The father-of-four was a fluent Arabic speaker and this helped him to earn the respect of the many nationals who served alongside and beneath him. "He loved the people in Dubai and he loved the place. It was a very demanding job but he enjoyed every minute of it. He often went back to Dubai and although it has changed a lot, he said the traditions and culture were the same," said his son John, 49, from England. Briggs was born in London in 1920 although much of his childhood was spent in the northwest of England. At the outbreak of the Second World War, he signed up with the Scots Guards, a regiment of the British Army, but answered a notice asking for volunteers. "At the time, he didn't know it was to go to Palestine as a policeman. It was when he was out there that he started to learn Arabic," John added.
In the late 1940s, after about seven years in Palestine, Briggs returned to England, where he continued to work as a policeman. However, he was only to stay a few years as his spell in Palestine had given him a taste for life in the Middle East. "I think it was the language that made him like the region. To keep his love for the police and for Arabic, he went back to the Middle East," John said. He worked as a policeman in Bahrain before moving to Doha, where he became Commandant of Police. Briggs transferred to the Trucial Oman Scouts, a paramilitary security force, in Sharjah and then was seconded to the police force, working with the late Shaikh Rashid Bin Saeed Al Maktoum, Ruler of Dubai.

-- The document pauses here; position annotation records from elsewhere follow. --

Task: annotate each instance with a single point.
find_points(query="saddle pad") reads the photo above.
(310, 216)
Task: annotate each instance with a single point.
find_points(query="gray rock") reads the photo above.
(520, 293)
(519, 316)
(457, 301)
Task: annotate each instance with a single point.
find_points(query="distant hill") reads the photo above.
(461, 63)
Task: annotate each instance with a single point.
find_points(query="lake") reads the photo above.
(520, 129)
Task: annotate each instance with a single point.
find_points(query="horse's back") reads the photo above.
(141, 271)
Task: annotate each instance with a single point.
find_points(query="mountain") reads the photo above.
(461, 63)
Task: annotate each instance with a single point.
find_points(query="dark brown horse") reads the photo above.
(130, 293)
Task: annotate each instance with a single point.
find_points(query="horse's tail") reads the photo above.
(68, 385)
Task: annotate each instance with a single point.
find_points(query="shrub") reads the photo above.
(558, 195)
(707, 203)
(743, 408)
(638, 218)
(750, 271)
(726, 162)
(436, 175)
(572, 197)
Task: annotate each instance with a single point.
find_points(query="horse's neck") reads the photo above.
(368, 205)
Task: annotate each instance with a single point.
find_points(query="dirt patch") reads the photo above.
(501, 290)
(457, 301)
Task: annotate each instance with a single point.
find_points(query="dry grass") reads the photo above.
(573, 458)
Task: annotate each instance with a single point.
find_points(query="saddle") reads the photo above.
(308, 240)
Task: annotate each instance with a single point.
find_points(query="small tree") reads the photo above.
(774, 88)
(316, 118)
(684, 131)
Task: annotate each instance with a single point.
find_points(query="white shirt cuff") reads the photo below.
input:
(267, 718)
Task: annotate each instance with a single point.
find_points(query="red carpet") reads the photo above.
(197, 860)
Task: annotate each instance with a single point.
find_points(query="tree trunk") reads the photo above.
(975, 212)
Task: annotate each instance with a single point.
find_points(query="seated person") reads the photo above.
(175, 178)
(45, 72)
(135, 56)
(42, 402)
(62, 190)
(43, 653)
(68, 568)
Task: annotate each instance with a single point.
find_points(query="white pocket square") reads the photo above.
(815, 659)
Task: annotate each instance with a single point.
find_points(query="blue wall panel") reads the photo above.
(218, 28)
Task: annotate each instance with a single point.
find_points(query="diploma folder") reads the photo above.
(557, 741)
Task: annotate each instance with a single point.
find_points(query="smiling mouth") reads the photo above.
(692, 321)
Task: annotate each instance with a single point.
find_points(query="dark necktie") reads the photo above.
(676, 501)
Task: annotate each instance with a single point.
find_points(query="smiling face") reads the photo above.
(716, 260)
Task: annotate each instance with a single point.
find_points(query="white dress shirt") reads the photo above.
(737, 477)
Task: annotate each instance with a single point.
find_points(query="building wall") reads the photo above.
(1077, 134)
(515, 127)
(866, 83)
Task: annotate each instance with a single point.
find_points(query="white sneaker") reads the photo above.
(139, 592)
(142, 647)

In 1965 he was appointed Commandant of Police in Dubai, a post he held for 10 years. He then spent 11 years working as an adviser to the police force until his retirement in 1986. "He believed Shaikh Rashid was a great man and he admired and respected him and all the things he did for Dubai," John said. Briggs's skills as a linguist helped to earn him a degree in classical Arabic from the University of London in the 1960s.
He translated many works from Arabic to English, among them a popular book that is still on sale, The Wink of the Mona Lisa and Other Stories from the Gulf by Mohammed Al Murr. Ian Fairservice, Managing Partner and Group Editor of Motivate Publishing, which publishes some of Briggs's works, said he was "one of the most modest men he had ever met." "He was hugely dedicated to the progress of Dubai. He was a great modernising influence behind the police force. We tried many times to get Jack to write about his life he had some wonderful stories, but he was just far too modest," he said.
Briggs moved permanently back to England in 1996, but continued to visit Dubai regularly. He was here in March last year and was planning another trip in September. Briggs had long been a keen cyclist and it was while he was on his bike a few miles from his home in Hampshire in the south of England that he suffered a heart attack and died on July 26.
He is survived by his wife Cath, 87, whom he married in 1953, along with one daughter, three sons and four grandchildren.